Why Records Persist Longer Than Retention Time

Kafka retains logs longer than traditional message queues that delete after consumption. Multiple consumers can read the same data, and data can flow to warehouses for analytics.

Configure retention by bytes with log.retention.bytes, or by time with log.retention.ms, log.retention.minutes, or log.retention.hours (7 days default).

Consider a topic with 600,000 ms (10 min) retention and 16,384 byte segment size. You expect segments to roll at 16 KB and records to delete after 10 minutes. Neither expectation holds exactly.

A segment and its records can only delete when closed. Several factors delay actual deletion:

Slow producers extend retention: If 16 KB doesn't fill within 10 minutes, older records persist. Actual retention exceeds 10 minutes.

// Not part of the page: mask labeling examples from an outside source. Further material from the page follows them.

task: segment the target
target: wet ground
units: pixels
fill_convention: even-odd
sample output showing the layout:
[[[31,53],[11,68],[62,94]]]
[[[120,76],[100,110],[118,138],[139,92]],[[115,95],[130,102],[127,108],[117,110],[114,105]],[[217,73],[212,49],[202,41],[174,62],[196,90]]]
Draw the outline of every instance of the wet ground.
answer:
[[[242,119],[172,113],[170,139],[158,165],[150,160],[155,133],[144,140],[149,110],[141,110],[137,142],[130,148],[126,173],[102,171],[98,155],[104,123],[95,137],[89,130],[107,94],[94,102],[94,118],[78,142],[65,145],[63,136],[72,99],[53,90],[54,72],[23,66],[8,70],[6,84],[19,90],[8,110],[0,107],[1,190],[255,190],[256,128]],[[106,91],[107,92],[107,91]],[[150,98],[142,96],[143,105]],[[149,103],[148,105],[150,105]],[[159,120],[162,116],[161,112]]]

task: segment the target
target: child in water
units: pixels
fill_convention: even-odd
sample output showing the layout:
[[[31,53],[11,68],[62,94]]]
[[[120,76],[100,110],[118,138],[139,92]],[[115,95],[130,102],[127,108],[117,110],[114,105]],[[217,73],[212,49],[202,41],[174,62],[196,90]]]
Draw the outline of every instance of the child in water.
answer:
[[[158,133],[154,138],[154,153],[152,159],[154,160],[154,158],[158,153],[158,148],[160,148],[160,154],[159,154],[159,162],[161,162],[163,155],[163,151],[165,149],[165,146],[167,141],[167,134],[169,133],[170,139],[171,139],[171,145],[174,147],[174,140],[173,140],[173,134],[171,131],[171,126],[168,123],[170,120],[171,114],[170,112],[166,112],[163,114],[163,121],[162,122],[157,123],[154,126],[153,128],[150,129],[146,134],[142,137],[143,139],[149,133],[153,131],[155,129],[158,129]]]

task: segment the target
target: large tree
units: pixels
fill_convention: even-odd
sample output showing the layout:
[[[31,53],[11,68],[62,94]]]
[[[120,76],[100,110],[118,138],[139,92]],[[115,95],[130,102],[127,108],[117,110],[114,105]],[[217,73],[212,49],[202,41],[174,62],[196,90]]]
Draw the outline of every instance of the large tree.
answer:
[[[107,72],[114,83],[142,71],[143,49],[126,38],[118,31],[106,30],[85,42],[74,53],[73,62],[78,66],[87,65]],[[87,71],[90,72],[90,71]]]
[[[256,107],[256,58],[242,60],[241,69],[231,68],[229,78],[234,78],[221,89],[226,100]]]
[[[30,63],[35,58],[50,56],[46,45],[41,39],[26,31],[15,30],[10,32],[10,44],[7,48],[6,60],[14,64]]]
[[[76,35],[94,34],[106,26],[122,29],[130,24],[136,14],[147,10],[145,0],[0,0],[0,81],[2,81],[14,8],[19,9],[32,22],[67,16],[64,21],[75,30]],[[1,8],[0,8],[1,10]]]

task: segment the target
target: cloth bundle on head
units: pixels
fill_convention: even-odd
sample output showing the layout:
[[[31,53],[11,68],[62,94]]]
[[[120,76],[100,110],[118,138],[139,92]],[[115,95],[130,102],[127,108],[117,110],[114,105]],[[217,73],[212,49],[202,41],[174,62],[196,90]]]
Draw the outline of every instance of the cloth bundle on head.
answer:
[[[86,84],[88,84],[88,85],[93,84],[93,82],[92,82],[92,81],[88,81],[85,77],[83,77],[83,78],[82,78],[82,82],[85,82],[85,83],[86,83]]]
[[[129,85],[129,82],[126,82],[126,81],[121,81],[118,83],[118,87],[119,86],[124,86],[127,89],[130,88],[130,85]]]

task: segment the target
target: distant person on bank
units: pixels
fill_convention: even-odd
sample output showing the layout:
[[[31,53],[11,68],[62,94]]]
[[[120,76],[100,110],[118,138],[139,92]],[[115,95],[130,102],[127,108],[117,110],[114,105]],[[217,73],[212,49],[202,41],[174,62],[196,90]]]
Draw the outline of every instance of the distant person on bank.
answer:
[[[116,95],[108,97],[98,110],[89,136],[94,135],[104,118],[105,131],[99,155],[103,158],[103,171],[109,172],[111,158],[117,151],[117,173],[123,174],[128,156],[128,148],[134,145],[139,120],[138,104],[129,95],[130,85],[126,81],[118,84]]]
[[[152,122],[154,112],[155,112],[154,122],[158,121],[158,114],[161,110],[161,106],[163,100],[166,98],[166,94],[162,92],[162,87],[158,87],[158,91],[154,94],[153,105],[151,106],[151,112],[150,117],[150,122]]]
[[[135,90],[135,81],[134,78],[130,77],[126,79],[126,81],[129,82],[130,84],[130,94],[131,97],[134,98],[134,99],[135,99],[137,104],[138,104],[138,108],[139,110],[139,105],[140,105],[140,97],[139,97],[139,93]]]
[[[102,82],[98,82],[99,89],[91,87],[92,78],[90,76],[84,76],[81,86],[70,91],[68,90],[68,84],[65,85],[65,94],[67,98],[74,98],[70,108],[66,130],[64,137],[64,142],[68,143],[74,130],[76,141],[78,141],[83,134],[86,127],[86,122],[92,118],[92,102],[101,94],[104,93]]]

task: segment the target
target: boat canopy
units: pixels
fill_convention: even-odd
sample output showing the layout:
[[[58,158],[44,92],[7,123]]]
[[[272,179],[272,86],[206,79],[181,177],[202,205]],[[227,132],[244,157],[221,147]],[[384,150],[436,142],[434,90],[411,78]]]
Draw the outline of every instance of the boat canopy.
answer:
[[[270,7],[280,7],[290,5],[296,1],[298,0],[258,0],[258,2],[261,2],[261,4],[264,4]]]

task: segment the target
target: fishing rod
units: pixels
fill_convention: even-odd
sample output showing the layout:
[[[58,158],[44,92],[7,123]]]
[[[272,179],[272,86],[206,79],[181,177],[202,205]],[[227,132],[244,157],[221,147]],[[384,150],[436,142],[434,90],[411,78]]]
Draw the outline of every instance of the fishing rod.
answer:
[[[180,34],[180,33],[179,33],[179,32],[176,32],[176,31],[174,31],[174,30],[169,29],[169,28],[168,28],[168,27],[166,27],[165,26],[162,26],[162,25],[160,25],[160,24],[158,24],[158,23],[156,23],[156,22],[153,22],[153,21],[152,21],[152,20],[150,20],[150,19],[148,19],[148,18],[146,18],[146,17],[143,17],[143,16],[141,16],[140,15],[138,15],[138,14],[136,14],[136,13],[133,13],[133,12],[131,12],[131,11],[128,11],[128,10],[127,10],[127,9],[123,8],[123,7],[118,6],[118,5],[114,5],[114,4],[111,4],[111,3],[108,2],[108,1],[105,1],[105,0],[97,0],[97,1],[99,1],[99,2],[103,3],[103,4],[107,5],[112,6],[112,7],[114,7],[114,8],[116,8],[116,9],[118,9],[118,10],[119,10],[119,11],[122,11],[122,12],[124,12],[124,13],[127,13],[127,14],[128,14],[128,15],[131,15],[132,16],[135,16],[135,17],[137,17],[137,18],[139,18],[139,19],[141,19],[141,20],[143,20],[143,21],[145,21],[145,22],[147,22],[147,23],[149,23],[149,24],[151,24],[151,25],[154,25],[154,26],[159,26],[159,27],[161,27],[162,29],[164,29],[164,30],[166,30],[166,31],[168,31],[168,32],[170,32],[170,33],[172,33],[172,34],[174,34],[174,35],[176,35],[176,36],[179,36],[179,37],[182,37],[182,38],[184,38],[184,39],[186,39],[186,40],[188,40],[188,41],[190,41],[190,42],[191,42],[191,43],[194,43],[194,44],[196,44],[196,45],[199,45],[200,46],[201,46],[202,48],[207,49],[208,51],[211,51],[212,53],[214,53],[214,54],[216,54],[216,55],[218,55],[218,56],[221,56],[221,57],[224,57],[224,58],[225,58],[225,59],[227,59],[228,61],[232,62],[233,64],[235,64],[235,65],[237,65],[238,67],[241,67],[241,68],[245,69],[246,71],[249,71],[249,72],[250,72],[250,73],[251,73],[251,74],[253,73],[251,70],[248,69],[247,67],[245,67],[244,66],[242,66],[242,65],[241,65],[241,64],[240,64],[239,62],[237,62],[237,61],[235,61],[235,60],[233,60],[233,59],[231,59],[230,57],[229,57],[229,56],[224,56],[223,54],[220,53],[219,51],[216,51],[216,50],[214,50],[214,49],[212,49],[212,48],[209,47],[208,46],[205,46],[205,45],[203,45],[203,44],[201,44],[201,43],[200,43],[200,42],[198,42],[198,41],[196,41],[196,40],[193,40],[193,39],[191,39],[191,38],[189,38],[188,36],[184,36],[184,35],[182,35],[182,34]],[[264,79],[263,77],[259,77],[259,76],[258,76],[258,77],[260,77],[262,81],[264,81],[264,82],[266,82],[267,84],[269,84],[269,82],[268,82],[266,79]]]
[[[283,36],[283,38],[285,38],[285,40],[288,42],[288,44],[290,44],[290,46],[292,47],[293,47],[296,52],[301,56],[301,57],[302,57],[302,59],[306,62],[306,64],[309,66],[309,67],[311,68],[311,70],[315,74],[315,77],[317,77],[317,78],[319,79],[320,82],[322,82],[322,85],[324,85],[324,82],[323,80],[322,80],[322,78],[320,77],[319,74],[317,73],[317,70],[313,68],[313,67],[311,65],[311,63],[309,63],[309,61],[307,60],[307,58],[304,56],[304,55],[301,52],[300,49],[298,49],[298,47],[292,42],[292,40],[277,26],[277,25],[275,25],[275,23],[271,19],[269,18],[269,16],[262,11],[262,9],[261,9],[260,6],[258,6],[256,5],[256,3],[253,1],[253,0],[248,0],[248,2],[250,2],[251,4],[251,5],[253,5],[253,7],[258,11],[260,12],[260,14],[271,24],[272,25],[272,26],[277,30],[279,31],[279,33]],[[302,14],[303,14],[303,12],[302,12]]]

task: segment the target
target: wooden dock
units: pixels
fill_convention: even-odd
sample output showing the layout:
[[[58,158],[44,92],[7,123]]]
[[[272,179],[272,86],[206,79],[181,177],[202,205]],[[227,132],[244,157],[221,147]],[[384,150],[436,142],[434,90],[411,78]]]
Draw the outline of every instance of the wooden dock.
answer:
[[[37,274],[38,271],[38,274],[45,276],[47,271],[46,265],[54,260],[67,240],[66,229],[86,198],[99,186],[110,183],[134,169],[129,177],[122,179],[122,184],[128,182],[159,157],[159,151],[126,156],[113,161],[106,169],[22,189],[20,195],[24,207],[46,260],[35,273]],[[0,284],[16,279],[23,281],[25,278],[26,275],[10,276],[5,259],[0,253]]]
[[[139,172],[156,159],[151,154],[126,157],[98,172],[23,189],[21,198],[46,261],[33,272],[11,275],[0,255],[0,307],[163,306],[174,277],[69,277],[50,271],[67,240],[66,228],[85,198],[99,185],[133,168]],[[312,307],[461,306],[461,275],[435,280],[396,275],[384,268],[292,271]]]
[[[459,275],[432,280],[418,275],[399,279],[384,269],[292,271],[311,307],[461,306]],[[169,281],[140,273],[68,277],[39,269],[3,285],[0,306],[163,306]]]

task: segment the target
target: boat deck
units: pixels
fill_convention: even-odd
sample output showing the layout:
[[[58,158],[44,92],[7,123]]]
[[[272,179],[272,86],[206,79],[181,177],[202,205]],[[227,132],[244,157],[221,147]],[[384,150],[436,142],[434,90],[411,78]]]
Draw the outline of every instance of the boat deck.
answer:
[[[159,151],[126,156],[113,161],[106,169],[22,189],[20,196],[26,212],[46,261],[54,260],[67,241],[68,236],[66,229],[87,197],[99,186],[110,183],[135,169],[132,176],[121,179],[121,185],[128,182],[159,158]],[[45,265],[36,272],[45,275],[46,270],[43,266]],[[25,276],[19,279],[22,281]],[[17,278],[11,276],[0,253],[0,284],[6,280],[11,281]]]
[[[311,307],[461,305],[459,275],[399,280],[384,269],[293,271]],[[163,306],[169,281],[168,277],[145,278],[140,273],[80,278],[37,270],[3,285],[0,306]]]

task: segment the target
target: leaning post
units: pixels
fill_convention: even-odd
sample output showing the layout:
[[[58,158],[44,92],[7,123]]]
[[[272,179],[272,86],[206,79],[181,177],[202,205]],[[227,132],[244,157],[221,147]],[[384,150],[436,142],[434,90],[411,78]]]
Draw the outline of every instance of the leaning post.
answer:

Fast producers also extend retention: A quickly-filled segment closes but only deletes when its last record reaches 10 minutes old. If a segment fills in 7 minutes and closes, the last record stays 10 more minutes. The first record in that segment persists for 17 minutes.

The cleanup thread adds delay: The thread checking which segments need deletion runs every 5 minutes (log.retention.check.interval.ms). Depending on timing, the 10-minute deadline can slip. Our 17-minute example could become 22 minutes.

Deletion delay adds more time: log.segment.delete.delay.ms (default 1 minute) defines when a file marked "deleted" actually removes from disk. Our example extends to 23 minutes, more than double the configured 10 minutes.

The log.retention.ms parameter defines a minimum retention time, not an exact one.

Consumers read from closed segments but not from deleted ones, even if those deleted segments still exist on disk awaiting physical removal.

Note: This explanation uses single records for clarity. In practice, record batches append to segment files.